In a chat with THR, Jeff Pinkner and Joel Wyman recall "toying with" the decision to move forward with the game-changing season finale.
July 29, 7:49 PM 7/29/2011 by Philiana Ng
Earlier this week, Fox released a new Fringe teaser asking Season 4's biggest question: Where exactly is Peter?
Showrunners Jeff Pinkner and Joel Wyman spoke to The Hollywood Reporter after the show's Comic-Con panel last weekend and what they said was mind-blowing and head-scratching.
Joshua Jackson joked to THR that he would like his alter ego to return to the cult sci-fi drama in a "flash of light," when the time came. Wyman, however, wasn't as giving. "You know, that is an assumption," he replied when asked about how Peter would return to the series. "He will not be another identity."
"For us, we are really using Peter's story this season to explore a lot of the basic rules of the show, which are choices and connection," Pinkner added.
But Wyman and Pinkner were adamant in dispelling any theories that questioned whether the events in the season finale actually happened.
"It really happened," Wyman reassured. "What we are trying to do from a conceptual standpoint is have the audience understand that it happened and you know it did happen. We watched it and there has been a catastrophe and it needs to be righted.
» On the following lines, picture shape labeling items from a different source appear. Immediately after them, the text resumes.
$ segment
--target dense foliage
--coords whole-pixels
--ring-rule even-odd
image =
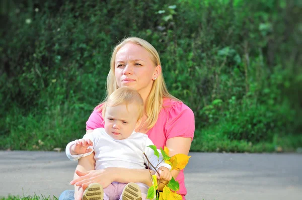
[[[112,48],[127,36],[154,46],[169,90],[194,112],[192,150],[302,146],[297,0],[1,4],[0,149],[82,137]]]

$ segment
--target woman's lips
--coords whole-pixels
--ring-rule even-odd
[[[134,82],[135,81],[135,80],[134,80],[134,79],[131,79],[130,78],[125,78],[124,79],[123,79],[122,80],[122,82],[124,83],[128,83],[129,82]]]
It will either right itself properly or it will go in a very negative way. Now you have to understand what those repercussions are going to mean."
He added, "Peter sacrificed himself. He was a selfless hero. There are sacrifices; a sacrifice wouldn't be hard if it was easy."
Before they decided to go ahead with the finale, there were discussions about the events that unfolded that would affect the trajectory of the series.
"Before we decided to actually pull the trigger and do that season finale, we convinced ourselves that it happened and we were willing to play with consequences," Pinkner said. "I think it ends up in a place that is really kind of beautiful."
"When we were toying with it, it is analogous to this," Wyman explained. "In Fringe, we get to tell the quintessential kidnapping story, not about a kidnapping but about crossing universes. We get to tell the love triangle with two people who are the same person. We get to reinvent these trite situations."
Pinker agreed: "And we have characters that really hold up a mirror to themselves, having a second Walter and having a second Olivia really exposes sides of their characters that you wouldn't otherwise get."